I looked more intently at my surroundings. In front of me were the beehives, two of them, a creamy yellow color. Bees spilled out of the open slat in the front, crawling over each other in a gentle frenzy. They whizzed past my head like little torpedoes, missing me each time. The ones coming back from the fields were laden with pollen, appearing to have yellow saddlebags on their back legs.
Others coming out were in more of a hurry, as if they were being summoned by the open air and they rushed over the returns, clambering with their furry pedipalps, until they broke free of the rest and buzzed past my head. I tried to follow them with my eyes but each one disappeared as the landscape swallowed them up in its overwhelming color.
I watched this process for a long time, describing them in my mind, describing what I was watching to myself. It’s easy to ruin things that way, analyzing them instead of just experiencing them. However, I thought to myself, I wasn’t analyzing, well now I was but before I had just been outlining, breaking things down into their pieces in an effort to look deeper.
I thought about myself, sitting in the grass. I saw how it was. I was alone in a sense but in the best sense because I had made myself alone by choice. To be honest, I loved being alone. It was when I was the happiest; I didn’t have to share a single detail of the beauty that I was seeing. But this resulted in a problem too. It was impossible to show other people why I was happy, it was impossible to share when I did want to share.
When do two or three people ever sit together and watch bees cycle through their day in a silence full of their buzzing, and leave that silence empty of any human awkwardness and discomfort?
I told myself to stop thinking about it, to enjoy it right now and let the frustration come later.
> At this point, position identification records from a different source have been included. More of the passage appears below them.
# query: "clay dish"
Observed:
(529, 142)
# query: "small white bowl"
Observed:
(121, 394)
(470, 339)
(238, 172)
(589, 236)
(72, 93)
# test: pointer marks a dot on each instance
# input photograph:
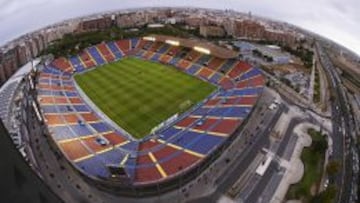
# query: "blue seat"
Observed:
(94, 167)
(166, 134)
(61, 133)
(115, 50)
(81, 130)
(215, 78)
(57, 109)
(133, 43)
(193, 69)
(204, 59)
(100, 127)
(227, 65)
(185, 138)
(155, 57)
(96, 55)
(174, 61)
(253, 72)
(112, 157)
(131, 146)
(76, 63)
(206, 144)
(71, 94)
(163, 48)
(81, 108)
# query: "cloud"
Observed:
(335, 19)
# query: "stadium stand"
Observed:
(92, 144)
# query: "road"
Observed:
(342, 131)
(235, 171)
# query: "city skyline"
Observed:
(330, 18)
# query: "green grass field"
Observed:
(139, 95)
(313, 159)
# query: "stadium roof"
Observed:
(217, 51)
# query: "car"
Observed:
(101, 141)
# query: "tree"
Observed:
(326, 196)
(332, 168)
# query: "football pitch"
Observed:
(138, 95)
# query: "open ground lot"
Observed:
(139, 95)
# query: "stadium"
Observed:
(144, 115)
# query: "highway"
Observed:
(342, 131)
(237, 169)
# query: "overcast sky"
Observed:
(338, 20)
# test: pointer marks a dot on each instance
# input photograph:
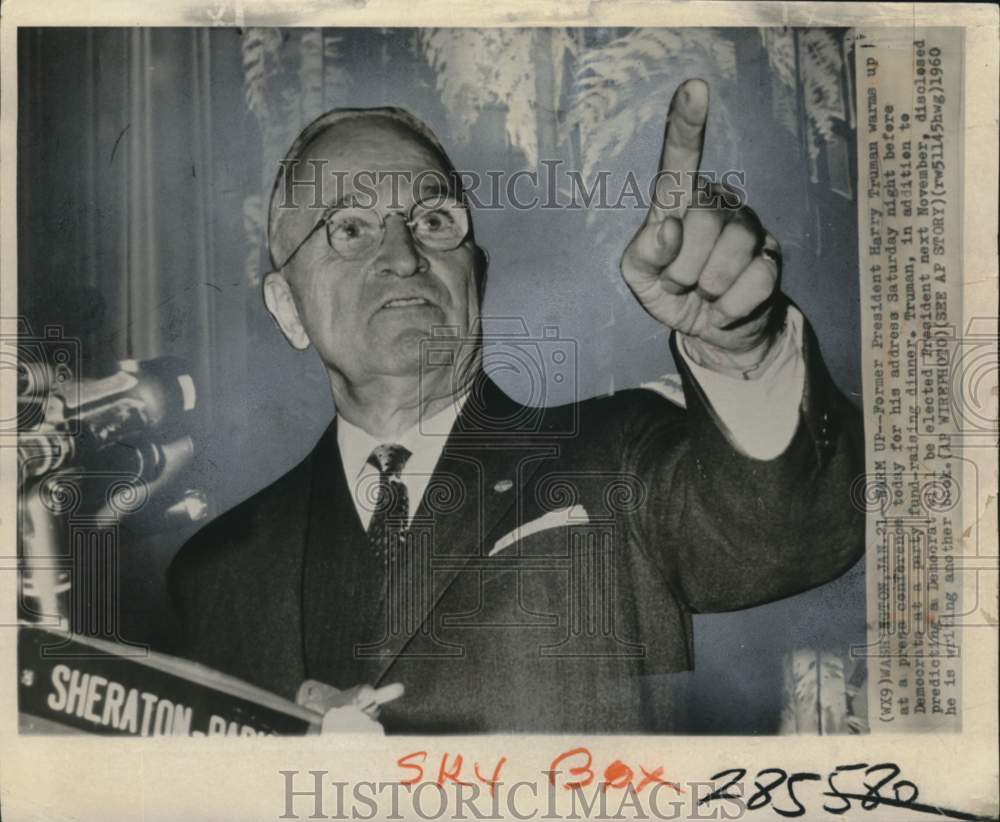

What would other people think of me sitting here? A dangerous question, no doubt, but I wasn’t invested in it. I asked it merely for the sake of contemplation. What would they think? I told myself I didn’t care but I was a little mad at myself for thinking it.
I looked back to the bees. They must be communicating somehow. They climbed over each other without hurting anything and they all seemed to have a purpose. To take the top off of the beehive and peer down into what was no doubt a hidden, thriving community would have been a grave mistake and I knew it, yet the temptation and allure to view this invisible harmony was strong in my mind. It felt as though there was a secret hidden within the beehive. What was that sound, that resonating heartbeat coming from the hive? I knew it was their buzzing, their small wings beating to keep the temperature at the right level for their eggs to hatch.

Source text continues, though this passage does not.